Data-driven, interpretable integration of transcriptomics and metabolomics data

Code
bof/baf/1y/2024/01/063
Duration
01 January 2024 → 31 December 2024
Funding
Regional and community funding: Special Research Fund
Research disciplines
  • Natural sciences
    • Bioinformatics data integration and network biology
    • Computational biomodelling and machine learning
  • Medical and health sciences
    • Bioinformatics data integration and network biology
    • Computational biomodelling and machine learning
Keywords
data integration networks gene regulation metabolome multi-omics transcriptome
 
Project description

Cells are complex entities in which DNA, RNA, proteins and metabolites together orchestrate cellular function and complexity. Profiling multiple molecular layers together provides a holistic view of regulatory programs in the cell, but leveraging this information requires robust data integration strategies. Such strategies have already resulted in significant advances to our understanding of gene regulation, for example through inference of gene regulatory networks from omics data.

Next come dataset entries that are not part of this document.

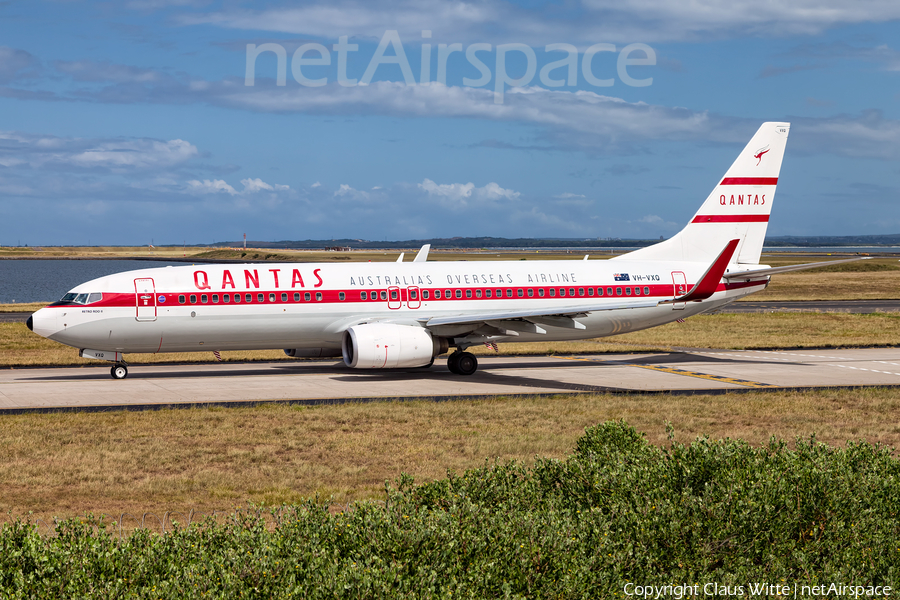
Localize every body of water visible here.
[0,246,900,304]
[0,259,185,304]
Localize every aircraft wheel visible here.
[447,350,462,375]
[456,352,478,375]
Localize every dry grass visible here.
[0,389,900,518]
[0,313,900,367]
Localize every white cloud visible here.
[0,46,39,83]
[179,0,900,46]
[187,179,238,196]
[187,178,291,196]
[334,183,371,201]
[0,131,199,172]
[241,178,291,194]
[417,179,520,210]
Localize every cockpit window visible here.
[59,292,103,304]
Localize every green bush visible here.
[0,422,900,598]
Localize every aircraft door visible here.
[388,286,401,310]
[406,286,422,309]
[134,279,156,321]
[672,271,687,310]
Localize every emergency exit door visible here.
[134,278,156,321]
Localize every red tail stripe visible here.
[719,177,778,185]
[691,215,769,223]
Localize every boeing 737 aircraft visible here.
[27,123,856,379]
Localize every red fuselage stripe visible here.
[691,215,769,223]
[719,177,778,185]
[38,281,765,309]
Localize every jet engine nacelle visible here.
[284,348,341,358]
[342,323,447,369]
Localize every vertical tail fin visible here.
[619,123,790,264]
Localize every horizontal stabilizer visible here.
[724,256,872,280]
[660,240,741,304]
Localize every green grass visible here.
[0,422,900,598]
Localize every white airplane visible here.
[27,123,857,379]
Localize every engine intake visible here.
[342,323,448,369]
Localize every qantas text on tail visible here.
[28,123,860,379]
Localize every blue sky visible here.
[0,0,900,245]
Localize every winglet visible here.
[660,239,741,304]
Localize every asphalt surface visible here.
[0,300,900,323]
[0,348,900,413]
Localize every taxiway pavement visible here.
[0,348,900,413]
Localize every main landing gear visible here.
[447,350,478,375]
[109,363,128,379]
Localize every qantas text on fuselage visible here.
[28,123,864,378]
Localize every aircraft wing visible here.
[723,256,872,280]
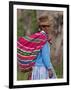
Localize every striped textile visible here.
[17,32,47,71]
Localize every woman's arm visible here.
[42,43,53,78]
[42,43,52,69]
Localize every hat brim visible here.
[39,22,50,26]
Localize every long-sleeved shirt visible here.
[35,42,52,69]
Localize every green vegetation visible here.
[17,10,63,80]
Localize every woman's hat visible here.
[38,16,50,26]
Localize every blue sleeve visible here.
[41,43,52,69]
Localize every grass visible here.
[17,11,63,80]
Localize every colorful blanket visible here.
[17,32,47,71]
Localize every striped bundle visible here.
[17,32,47,71]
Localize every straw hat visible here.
[38,15,50,26]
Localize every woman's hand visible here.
[48,69,53,78]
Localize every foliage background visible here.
[17,9,63,80]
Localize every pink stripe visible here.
[18,62,35,68]
[17,54,36,60]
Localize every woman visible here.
[31,16,56,80]
[17,16,56,80]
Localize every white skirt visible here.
[31,66,56,80]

Yet, although metabolites intrinsically represent a phenotypic readout of regulatory cascades in the cell and are involved in interactions with both DNA and proteins, there is currently a lack of data-driven, interpretable data integration strategies that facilitate the inclusion of metabolites into integrated gene regulatory networks. We therefore aim to adapt and extend the multi-omics module network inference method LemonTree to LemonIte (LemonTree for metabolites), which will identify putative regulatory metabolites and transcription factors for gene coexpression modules by integrating coupled transcriptomics and metabolomics data in an interpretable manner. We will apply this to glioblastoma and inflammatory bowel disease, for which coupled transcriptomics and metabolomics data are available for large cohorts. We will further look into prioritization of gene modules and their regulators by functional annotation enrichment analysis and including orthogonal information on protein-protein, protein-metabolite and metabolic pathways. Finally, we aim to experimentally validate the potential regulatory role of metabolites in in vitro experiments.